Liability of Municipality for Tortfeasor Employee

A municipality may not be held liable under 1983 "solely because it employs a tortfeasor." Board of County Comm'rs of Bryan County v. Brown, 520 U.S. 397, 403, 117 S.Ct. 1382, 1388, 137 L. Ed. 2d 626 (1997). It is well-settled that a 1983 action cannot be maintained against a municipality under a respondeat superior theory of liability for acts committed by its employees or agents. Casey v. Newport School Committee, 13 F. Supp.2d 242, 245 (D.R.I. 1998) (citing Monell v. Dep't. of Social Services of New York, 436 U.S. 658, 691, 98 S.Ct. 2018, 2036, 56 L. Ed. 2d 611 (1978)).
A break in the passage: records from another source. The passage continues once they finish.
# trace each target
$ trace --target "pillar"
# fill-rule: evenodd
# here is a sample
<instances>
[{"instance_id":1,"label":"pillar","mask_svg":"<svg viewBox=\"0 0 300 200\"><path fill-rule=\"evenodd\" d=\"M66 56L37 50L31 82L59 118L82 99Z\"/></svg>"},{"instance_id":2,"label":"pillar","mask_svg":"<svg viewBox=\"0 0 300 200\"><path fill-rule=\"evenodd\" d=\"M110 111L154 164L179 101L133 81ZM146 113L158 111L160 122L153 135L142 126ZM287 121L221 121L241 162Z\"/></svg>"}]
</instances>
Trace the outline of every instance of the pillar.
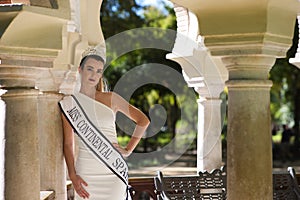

This rule has been applied "with equal force to private entity state actors." Forbes, 923 F. Supp. at 324. An entity can be held vicariously liable "only if the constitutional violation at issue results from a policy . . . or decision officially adopted or promulgated by the entity's authorized officers or from an established custom or practice of the entity." Casey, 13 F. Supp.2d at 245 (citing Monell, 436 U.S. at 690-91, 98 S.Ct. at 2035-36). "Holding an entity liable only if the injury results from an officially sanctioned policy or custom, exempts the entity from responsibility for the aberrant and unpredictable behavior of its employees while making it liable for acts and conduct rightly attributable to it." Bordanaro v. McLeod, 871 F.2d 1151, 1155 (1st Cir.), cert. denied, 493 U.S. 820, 110 S.Ct. 75, 107 L. Ed. 2d 42 (1989).